Dutch horror metal band Carach Angren are getting ready to release their new album, Frankensteina Strateamontarus via Season of Mist this year and Ghostcult Magazine was lucky enough to be allowed to listen to it and ask a few questions in a sneak peak listening session, courtesy of their label Season of mist, earlier this year at an undisclosed location.
As always the new album is a compilation of horror stories with a theme, but unlike earlier work, the band has let go of the chronological storytelling their albums used to have. Instead this time the band approached their theme by finding any and all stories they could connect to it.
The band got a fascination with Mary Shelly’s Frankenstein, after a dream about a disturbing picture of a man in an old castle, and managed to discover the German scientist, alchemist, and occultist this story was inspired by Johann Conrad Dippel. When exploring Frankenstein and Dippel the band found numerous stories and inventions by the somewhat mad alchemist and occultist, and a fascination of life, death, the soul and life beyond death. These stories were then mulled upon and shaped with fictional what if elements by the band to form the albums lyrical content. Some of Dippel’s deadly inventions were used up to the second world war, and in some ways he lives on in his legacy. A serial killer was also inspired by him and his work, der Vampir von Hanover, whose story is also featured on the album.

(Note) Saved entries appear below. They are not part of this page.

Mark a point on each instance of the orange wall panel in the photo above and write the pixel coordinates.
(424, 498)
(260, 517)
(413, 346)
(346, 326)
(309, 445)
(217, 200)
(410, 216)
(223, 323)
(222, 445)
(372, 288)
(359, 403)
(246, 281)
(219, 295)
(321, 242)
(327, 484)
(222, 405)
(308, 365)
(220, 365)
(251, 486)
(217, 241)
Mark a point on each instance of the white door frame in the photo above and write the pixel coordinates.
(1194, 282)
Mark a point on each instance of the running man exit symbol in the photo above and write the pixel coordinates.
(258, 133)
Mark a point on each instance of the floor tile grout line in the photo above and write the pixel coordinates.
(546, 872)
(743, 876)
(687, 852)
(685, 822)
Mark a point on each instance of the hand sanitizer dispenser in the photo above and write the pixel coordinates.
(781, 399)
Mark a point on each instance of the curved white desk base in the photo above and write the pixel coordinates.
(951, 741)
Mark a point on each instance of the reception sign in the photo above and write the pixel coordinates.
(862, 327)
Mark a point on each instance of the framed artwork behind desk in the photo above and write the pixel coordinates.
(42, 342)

Similar to its inspiration, the album was about experimentation for the band, with both sounds, adding in industrial elements to their usual masterful orchestrations that can make violins sound like whirling leaves on the wind, and the crushing sharp blackened metal vocals and riffs, but also adding a deep bassy sound in their mix. Starting out leading us into a dark fairytale-like the brothers grim, to whirl us throughout history, fiction, the internal struggle of a monster and of a creator, and the edges of what life means, before pulling us back, back to that moment where the child in the forest near the abandoned castle goes awry.
When asked what story the band researched but sadly could not fit onto the album the reply came that in their research they got in touch with a group of scientists studying death and brain function, and finding out that it’s very hard to pinpoint the exact moment of death. The scientists tried to study this by beheading lab mice while they were hooked up to equipment to study their brain function, and even though their heads were removed from their bodies, their brain function persisted for about 30 seconds, even peaking at times. This does make one wonder about the very nature of dead and alive.
Recently released single “Monster” shows the versatility, experimentation, and madness of the album, the orchestration and the subject matter, delightfully creepy and visceral, it is sure to haunt your nights’ rest for a while. The album will be released on Seasons of Mist, May 29th 2020.